Zoos humains. L’invention du sauvage

Du 29 Juin au 30 Décembre 2018
au Mémorial ACTe, Darboussier, Pointe-à-Pitre

Du 29 juin au 30 décembre, le Mémorial ACTe Région Guadeloupe accueille l’exposition-événement « Zoos humains. L’invention du sauvage ».
Créée à l’initiative de la Fondation Lilian Thuram-Education contre le racisme et du Groupe de recherche Achac en partenariat avec la MGEN et la CASDEN/Banque populaire, l’exposition propose un parcours sur 700 m² où affiches, images et documents d’époque racontent une des plus grandes manipulations de l’Histoire.

L’exposition raconte l’histoire de près de 35000 femmes, hommes et enfants, venus d’Afrique, d’Océanie, d’Asie, des Amériques et parfois d’Europe, qui ont été exhibés en Occident entre 1810 et 1940. Ils ont été vus par plus d’un milliard de visiteurs. Les puissances coloniales européennes, l’Amérique et le Japon les ont présentés dans des expositions, des zoos et des salles de spectacles comme s’ils étaient des « sauvages ».
Ce « spectacle de la différence », qui a fasciné les sociétés occidentales, a légitimé le colonialisme et a contribué au discours raciste.

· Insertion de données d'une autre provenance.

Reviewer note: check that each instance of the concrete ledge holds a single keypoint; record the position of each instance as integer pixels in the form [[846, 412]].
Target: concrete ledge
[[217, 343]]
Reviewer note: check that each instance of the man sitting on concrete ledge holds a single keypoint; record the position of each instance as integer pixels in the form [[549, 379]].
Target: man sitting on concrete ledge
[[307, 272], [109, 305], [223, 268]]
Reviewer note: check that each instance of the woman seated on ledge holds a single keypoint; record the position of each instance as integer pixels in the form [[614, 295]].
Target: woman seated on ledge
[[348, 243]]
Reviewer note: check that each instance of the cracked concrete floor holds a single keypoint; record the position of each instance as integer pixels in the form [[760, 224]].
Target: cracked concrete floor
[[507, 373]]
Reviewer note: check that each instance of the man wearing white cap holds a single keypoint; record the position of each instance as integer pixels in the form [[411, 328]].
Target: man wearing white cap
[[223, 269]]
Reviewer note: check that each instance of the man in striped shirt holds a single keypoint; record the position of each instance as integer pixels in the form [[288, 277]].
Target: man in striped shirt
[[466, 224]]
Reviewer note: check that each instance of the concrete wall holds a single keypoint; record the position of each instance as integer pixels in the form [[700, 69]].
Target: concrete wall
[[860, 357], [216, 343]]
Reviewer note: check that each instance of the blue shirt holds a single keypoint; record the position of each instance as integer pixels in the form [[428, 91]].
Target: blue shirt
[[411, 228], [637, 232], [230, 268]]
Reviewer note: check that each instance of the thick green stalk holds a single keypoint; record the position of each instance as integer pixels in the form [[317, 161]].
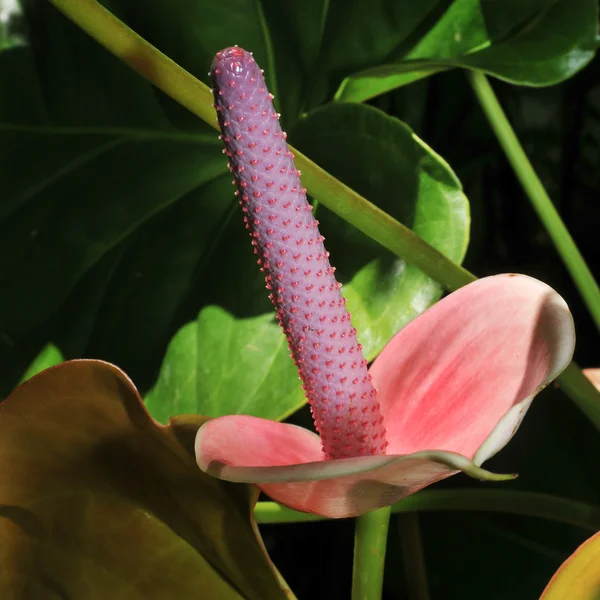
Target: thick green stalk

PRÉSENTATION DE L’EXPOSITION « Nous pouvons identifier, dans ce que nous appelons au sens large les « zoos humains », le passage d’un racisme exclusivement scientifique à sa popularisation rapide. » Le Monde diplomatique (2000)
L’exposition Zoos humains, L’invention du sauvage met en lumière l’histoire d’hommes, de femmes et d’enfants exhibés en Occident et ailleurs, dans des cirques, des cabarets, des foires, des zoos, des villages itinérants ou des expositions universelles et coloniales.

Cette exposition majeure a circulé sous différentes formes dans le monde entier : au musée du quai Branly (Paris, France), en 2011-2012 ; au Jardin d’acclimatation (Paris, France) en 2013 ; à l’Université Friedrich-Schiller (Jena, Allemagne) en 2015 ; à l’Université de Walla Walla (État de Washington, États-Unis) en 2016 ; à la Cité Miroir (Liège, Belgique) en 2016-2017 ; au Musée de l’Asie et du Pacifique (Varsovie, Pologne) en 2017 ; au Glasgow School of Art (Glasgow, Écosse) et au Kuumba Imani Center (Liverpool) en 2018, mais aussi en Guyane, en Côte d’Ivoire et dans plusieurs villes en France (musée d’Angers, Muséum de Rouen, Amiens, Aix-en-Provence…).
Rassemblant près de 400 œuvres inédites (affiches, photographies, documents originaux et objets souvenir) dans un parcours jalonné d’une vingtaine de panneaux pédagogiques, elle est présentée pour la première fois au Memorial ACTe dans une version enrichie de focus spécifiques aux populations ultramarines.
On y découvre pour la première fois comment s’est forgée une vision stéréotypée des ultramarins dans les expositions coloniales ou universelles : sur-folklorisation des populations antillaises, présence quasi exclusive des femmes figurant en habit traditionnel, valorisation des Antillais par rapport aux Africains présentés comme « sauvages », tout comme les Kali’na de Guyane ou les Kanaks de Nouvelle-Calédonie.

Les « zoos humains » ont été le premier lieu de rencontre avec l’Autre ; ils ont été un élément déterminant dans le passage, au XIXe siècle, d’un racisme dit « scientifique » à un racisme « populaire ». La frontière entre les Occidentaux et le reste du monde, perçu alors comme « non-civilisé », s’est alors fixée dans les consciences et dans les certitudes.
Comprendre que le phénomène des « zoos humains » a forgé nos regards, c’est comprendre que les discriminations et le racisme ont une histoire, que tout cela est socialement construit et que l’on peut, c’est essentiel, les déconstruire aujourd’hui en travaillant sur ce passé et ces imaginaires. Dans le cadre de notre nouvelle exposition temporaire, la Région Guadeloupe, le Mémorial ACTe et ses partenaires, organise une série de manifestations autour du thème de l’exposition.